To be sure, most U.S. bank money managers still have a long way to go in their efforts to gain exposure to overseas markets. About 8% of Chase's total is invested in non-U.S. securities, while State Street is above 20%.

At Morgan, the figure is closer to 30%; while at Bank of Boston Corp., out a total $32 billion under management, $8 billion is in Argentina and Brazil and $1 billion in offshore investments.

"And when you win a client, you get a fairly steady stream of revenues rather than a single transaction."

Bankers pointed out that international management opportunities are better than domestic.

"Many banks are saying it's too late to make a big splash in asset management in the U.S. but there's still opportunity overseas," said Andre Cappon, president of CBM Group, a consulting firm. "And if you want to become a global player, asset management is very much the new frontier."

"These markets are well developed in the U.S.," said Rick Richardson, managing partner at Price Waterhouse LLP. "They are not well developed in places like Latin America, India, Korea and China."

Analysts are quick to point out that U.S. banks are not the only ones chasing after international portfolios.

Big fund managers in the United States, such as Fidelity Investments, Barclays Global Advisors, and smaller specialized firms such as Templeton; Galbraith & Hansberger Ltd.; and Scudder, Stevens & Clark Inc. are going after the same market.

Overseas, large banks and insurance companies often have a lock on their home countries.
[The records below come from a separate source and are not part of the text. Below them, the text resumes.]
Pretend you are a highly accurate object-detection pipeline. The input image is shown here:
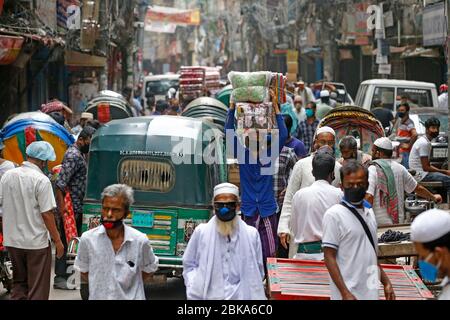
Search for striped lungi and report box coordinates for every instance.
[243,212,278,269]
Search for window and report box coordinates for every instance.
[397,88,433,107]
[119,159,175,193]
[370,87,395,111]
[355,85,368,107]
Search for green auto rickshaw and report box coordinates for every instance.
[69,116,227,282]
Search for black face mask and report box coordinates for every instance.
[100,217,123,230]
[344,187,367,205]
[80,144,90,154]
[214,203,236,222]
[397,112,406,119]
[430,132,439,139]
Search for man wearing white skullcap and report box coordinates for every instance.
[316,90,336,120]
[0,141,64,300]
[411,209,450,300]
[297,101,320,153]
[183,183,266,300]
[366,138,442,225]
[277,127,342,259]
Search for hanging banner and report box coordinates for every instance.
[146,6,200,26]
[145,20,177,33]
[36,0,56,30]
[0,35,24,65]
[56,0,81,31]
[378,64,392,75]
[423,2,447,47]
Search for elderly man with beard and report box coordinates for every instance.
[277,127,341,259]
[183,183,266,300]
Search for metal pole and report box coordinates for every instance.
[445,0,450,165]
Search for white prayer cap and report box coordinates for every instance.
[320,90,330,98]
[214,183,239,198]
[316,127,336,137]
[373,138,394,150]
[411,209,450,243]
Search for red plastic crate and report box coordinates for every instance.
[267,258,434,300]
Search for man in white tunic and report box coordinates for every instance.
[322,160,395,300]
[411,209,450,300]
[278,127,341,259]
[183,183,266,300]
[366,138,442,226]
[292,146,343,260]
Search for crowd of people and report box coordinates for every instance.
[0,81,450,300]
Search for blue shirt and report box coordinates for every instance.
[285,137,308,159]
[225,110,288,218]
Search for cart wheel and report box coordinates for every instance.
[80,283,89,300]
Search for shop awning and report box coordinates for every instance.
[0,35,24,65]
[400,47,441,59]
[372,46,408,56]
[65,50,106,68]
[0,28,66,47]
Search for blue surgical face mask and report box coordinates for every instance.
[305,109,314,118]
[419,253,441,283]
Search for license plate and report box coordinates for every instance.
[131,210,154,228]
[433,148,448,158]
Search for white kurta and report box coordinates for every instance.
[277,155,342,259]
[367,160,417,226]
[292,180,344,260]
[322,204,380,300]
[183,217,266,300]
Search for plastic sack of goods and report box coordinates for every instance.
[231,87,270,103]
[228,71,271,89]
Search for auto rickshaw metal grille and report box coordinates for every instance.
[119,159,175,192]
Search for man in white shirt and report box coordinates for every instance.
[295,81,316,106]
[292,147,343,260]
[0,141,64,300]
[277,127,341,259]
[366,138,442,225]
[294,95,306,122]
[411,209,450,300]
[438,84,448,110]
[409,117,450,190]
[322,160,395,300]
[75,184,158,300]
[0,140,16,225]
[183,183,266,300]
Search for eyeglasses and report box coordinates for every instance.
[214,202,237,210]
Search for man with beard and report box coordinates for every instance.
[75,184,158,300]
[53,126,96,289]
[277,127,341,259]
[183,183,266,300]
[409,117,450,191]
[366,138,442,225]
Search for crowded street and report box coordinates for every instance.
[0,0,450,304]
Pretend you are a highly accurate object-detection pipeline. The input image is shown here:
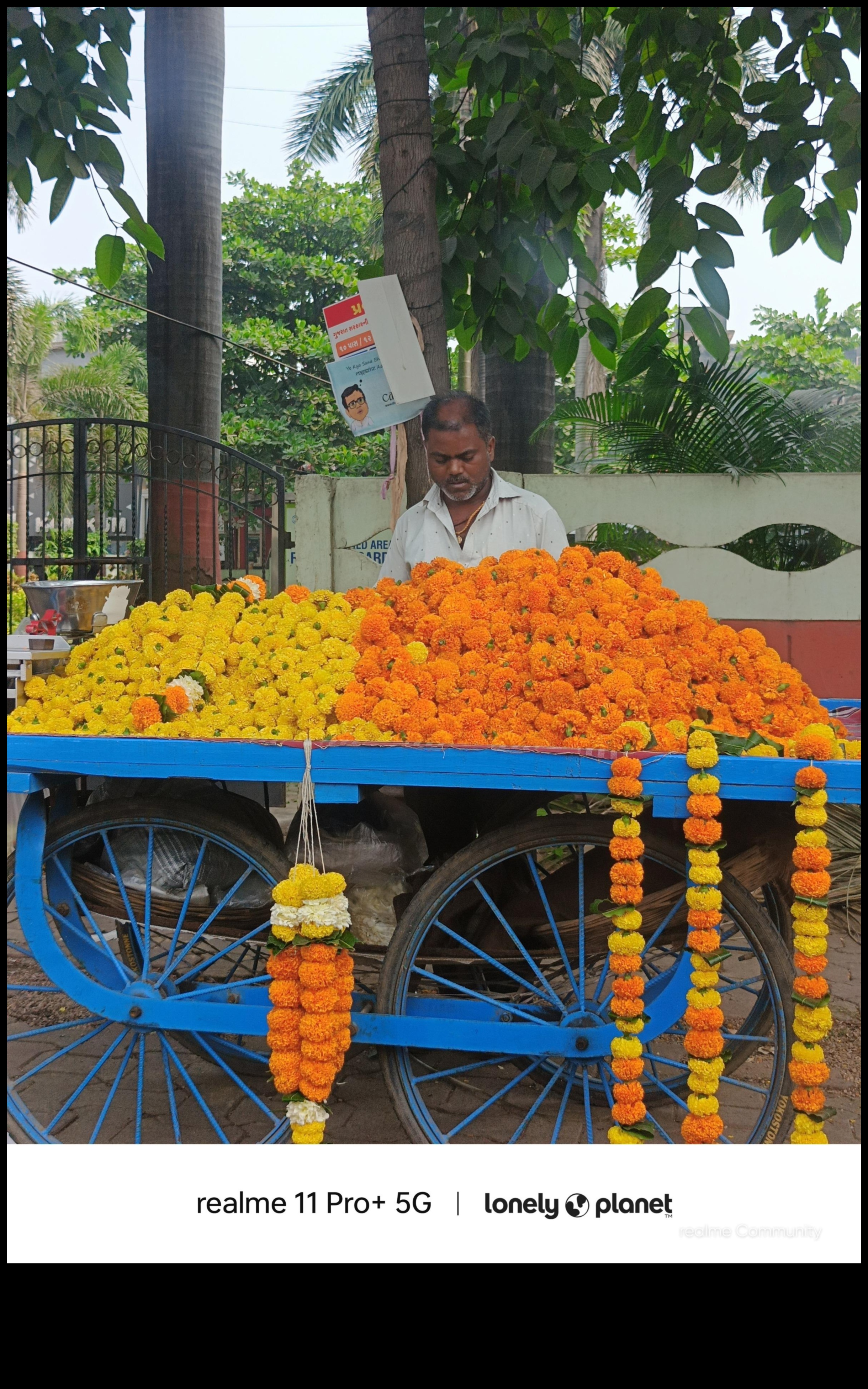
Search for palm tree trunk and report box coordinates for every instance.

In London, for example, Morgan is fighting for market share against long-established competitors such as Mercury Asset Management, Schroders PLC, Philipps & Drew Fund Management, and Deutsche Morgan Grenfell.

"It takes a tremendous amount of time and effort to understand this market and build relationships," said Robert Moritz a partner at Price Waterhouse. "The courtship can be very long."

But U.S. bankers are convinced that their worldwide networks and native expertise work in their favor.

"We have a strong, existing infrastructure combined with local capabilities in 52 countries that permit us to offer U.S. and foreign investment," said Stephen Prostano, managing director of Chase Asset Management. "That gives us an edge."

"You get into this business by doing pension fund management, and U.S. institutions have been doing pension fund management for more than 20 years." said Mr. Cappon. "U.S. institutions are bigger and better at it."

Still, it is by no means certain that they will come out ahead in the global race.

For one thing, analysts noted, U.S. banks are not well known as asset managers since most came into the business fairly recently after missing out on the huge buildup in institutional and retail asset management in the United States. In other words, they still have to build a track record.

"Banks have always been in the money management business but unfortunately never created entities within their organizations and gave them entrepreneurial freedom," said Mr. Lopardo. He was referring to the special compensation and reward systems for asset managers who work best when separate and apart from the parent bank.

Another disadvantage: "Banks are not terribly good at keeping star managers," Mr. Cappon said, because the stars "want millions of dollars and banks have never been good at paying millions of dollars."

Although some banking companies like J.P. Morgan and Bank of Boston are primarily engaged in active management, which aims at picking the best- performing investments and brings in the highest returns, many banks have opted in favor of less profitable, passive investing that seeks to match the market indexes.

As a result, many banks have opted to go after scale rather than returns in a business where margins are already thin and getting thinner.

All this, analysts say, means that even if banks are making progress, they have a long way to go.

"It will take a few years but with everybody rushing in, margins are going to come down," said Mr. Cappon. "Banks will have to learn how to provide value."

It also means banks may have to invest a lot more over the coming years in building expertise, distribution, strategic alliances, or acquisitions.

"You're going to see more banks opening their pocketbooks to get to where they want to be" Mr. Moritz predicted.